There is a subtle reason 8♣7♣ in particular is a great bluffing candidate. If we held the 8♥7♥, diamonds, or spades, we would be bluffing less, because those cards block the busted backdoor draws our opponent likes to check and fold. Holding the club version, we block none of those give-up hands, so it is more likely the opponent has exactly the kind of weak holding that will fold to pressure. We bet the large size and get called.

River: 2♥
The river is the 2♥, completing the backdoor heart flush. Our gutshot has fully busted, and we are left with eight-high that cannot beat a single bluff-catcher at showdown. Many players think they need an actual heart to fire here, and while hands like AQ or KQ with a heart do bluff often, betting only those leaves us with far too few bluffs. To stay balanced after value betting our flushes and strong hands, we need to mix in plenty of pure air, and 87 of every suit bluffs almost every time.
Because our remaining stack is just over the size of the pot, the bet is simply all in for 41.6bb.

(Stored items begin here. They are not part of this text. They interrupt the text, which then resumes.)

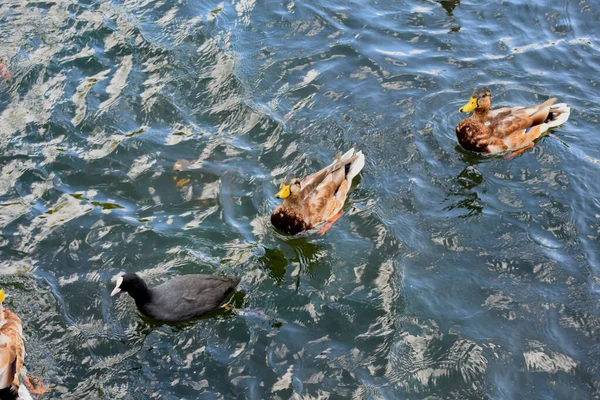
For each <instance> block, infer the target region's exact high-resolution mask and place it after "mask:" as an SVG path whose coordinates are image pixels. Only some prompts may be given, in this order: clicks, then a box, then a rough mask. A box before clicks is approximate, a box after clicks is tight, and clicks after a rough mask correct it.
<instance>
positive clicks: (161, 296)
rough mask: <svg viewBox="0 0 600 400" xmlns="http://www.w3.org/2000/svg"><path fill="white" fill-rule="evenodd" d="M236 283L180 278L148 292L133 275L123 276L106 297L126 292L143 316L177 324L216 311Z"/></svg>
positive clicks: (217, 279)
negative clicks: (134, 301)
mask: <svg viewBox="0 0 600 400" xmlns="http://www.w3.org/2000/svg"><path fill="white" fill-rule="evenodd" d="M238 283H240V278H238V277H231V278H226V277H222V276H214V275H183V276H178V277H176V278H173V279H171V280H169V281H167V282H165V283H163V284H161V285H158V286H156V287H153V288H151V289H150V288H148V286H147V285H146V282H144V280H143V279H142V278H140V277H139V276H137V275H136V274H125V275H122V276H119V277H118V278H117V286H116V287H115V289H114V290H113V291H112V293H111V294H110V295H111V296H114V295H116V294H118V293H120V292H127V293H129V295H130V296H131V297H133V299H134V300H135V304H136V306H137V308H138V309H139V310H140V311H141V312H143V313H144V314H146V315H148V316H149V317H152V318H154V319H157V320H159V321H164V322H177V321H185V320H187V319H190V318H194V317H199V316H201V315H204V314H206V313H209V312H211V311H215V310H217V309H218V308H219V307H220V306H221V304H223V303H224V302H225V301H226V300H227V298H228V297H229V296H230V295H231V294H232V293H233V290H234V288H235V287H236V286H237V285H238Z"/></svg>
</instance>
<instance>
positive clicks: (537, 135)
mask: <svg viewBox="0 0 600 400" xmlns="http://www.w3.org/2000/svg"><path fill="white" fill-rule="evenodd" d="M555 101H556V99H555V98H552V99H548V100H546V101H545V102H544V103H543V104H540V105H539V106H530V107H514V108H499V109H497V110H492V111H490V106H491V103H492V93H491V92H490V90H489V89H487V88H478V89H475V91H474V92H473V95H472V96H471V99H469V102H468V103H467V104H465V105H464V106H462V107H461V108H459V111H460V112H470V111H473V110H475V112H474V113H473V115H471V116H470V117H469V118H466V119H464V120H462V121H461V122H460V123H459V124H458V125H457V126H456V137H457V138H458V143H460V145H461V146H462V147H464V148H465V149H467V150H471V151H477V152H480V153H489V154H498V153H504V152H509V151H515V150H519V152H520V151H523V150H525V149H527V148H529V147H532V146H533V144H534V143H533V142H534V141H535V140H536V139H537V138H539V137H540V136H542V135H543V134H544V133H545V132H546V131H547V130H548V129H550V128H554V127H555V126H558V125H561V124H563V123H564V122H565V121H566V120H567V119H569V114H570V112H571V109H570V108H569V106H568V105H566V104H565V103H560V104H554V102H555Z"/></svg>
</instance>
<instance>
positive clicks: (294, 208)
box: [271, 149, 365, 235]
mask: <svg viewBox="0 0 600 400" xmlns="http://www.w3.org/2000/svg"><path fill="white" fill-rule="evenodd" d="M364 165H365V156H364V155H363V154H362V152H361V151H358V152H356V153H355V152H354V149H351V150H349V151H348V152H346V154H344V155H341V156H338V157H337V158H336V159H335V160H334V161H333V163H331V165H329V166H327V167H325V168H323V169H322V170H320V171H319V172H317V173H315V174H312V175H310V176H308V177H306V178H304V179H303V180H300V179H298V178H294V179H292V180H291V181H290V182H289V183H283V184H281V187H280V190H279V192H277V193H276V194H275V197H278V198H280V199H283V203H282V204H281V205H280V206H279V207H277V209H275V211H273V214H272V215H271V223H272V224H273V226H274V227H275V228H277V229H279V230H280V231H283V232H285V233H288V234H291V235H295V234H297V233H299V232H302V231H305V230H307V229H311V228H313V227H315V226H317V225H320V224H322V223H324V222H328V221H331V220H333V219H336V216H338V215H339V212H340V210H341V209H342V206H343V205H344V202H345V201H346V197H347V196H348V191H349V190H350V186H351V185H352V178H354V177H355V176H356V175H358V173H359V172H360V171H361V170H362V169H363V167H364ZM323 233H324V232H323Z"/></svg>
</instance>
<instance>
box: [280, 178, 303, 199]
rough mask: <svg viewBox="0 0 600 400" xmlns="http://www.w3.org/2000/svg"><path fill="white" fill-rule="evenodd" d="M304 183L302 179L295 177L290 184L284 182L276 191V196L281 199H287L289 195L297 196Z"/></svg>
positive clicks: (288, 196) (299, 193) (291, 181)
mask: <svg viewBox="0 0 600 400" xmlns="http://www.w3.org/2000/svg"><path fill="white" fill-rule="evenodd" d="M301 190H302V185H301V183H300V179H298V178H294V179H292V180H291V182H290V183H289V184H285V183H282V184H281V187H280V188H279V192H277V193H275V197H277V198H279V199H287V198H288V197H295V196H297V195H298V194H300V191H301Z"/></svg>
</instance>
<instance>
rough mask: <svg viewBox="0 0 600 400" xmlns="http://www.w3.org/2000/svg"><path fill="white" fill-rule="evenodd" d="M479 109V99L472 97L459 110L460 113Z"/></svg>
mask: <svg viewBox="0 0 600 400" xmlns="http://www.w3.org/2000/svg"><path fill="white" fill-rule="evenodd" d="M476 108H477V99H476V98H475V97H471V98H470V99H469V102H468V103H467V104H465V105H464V106H462V107H461V108H459V109H458V111H460V112H470V111H473V110H474V109H476Z"/></svg>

This is a recurring pattern worth memorizing: when you arrive at the river with a junky hand that has no showdown value, and you also hold plenty of nutted hands in your range, which you should after betting the turn big, those air hands want to rip it in. The GTO reason is that your value hands need company, and your worst hands make the best bluffs because they can never win any other way. Do not be a chicken. We jam, and our opponent is left guessing with a bluff-catcher.
This logic holds even when the river is not a scary card. Imagine the river had been a blank like the two of spades instead of a flush-completing heart. The opponent still checks, and now our top pairs can value bet wide, because few of their hands want to call a big bet on such a dry runout. And because you still hold those value bets while villain has few hands that want to call big, 87 stays in the bluffing mix and jams all in to deny a cheap showdown. The broader lesson is that a busted draw plus position is a license to keep applying maximum pressure, whatever the river brings.

Key Takeaways
- Flop: Against a big out-of-position c-bet, raise almost never and defend wide. A gutshot in position is just good enough to call, and your range only folds about a third of the time.
- Turn: When the opponent gives up and checks, take the lead. With 8♣7♣ you bluff more, because the club version blocks none of their busted draws that are folding anyway.
- River: When the backdoor flush completes and you have no showdown value, you are a prime bluff candidate. With nut hands in your range, jamming is correct.
- Overall: Suited connectors profit from sticky flop defense plus relentless pressure when the opponent shows weakness. The busted draw is a feature, not a failure.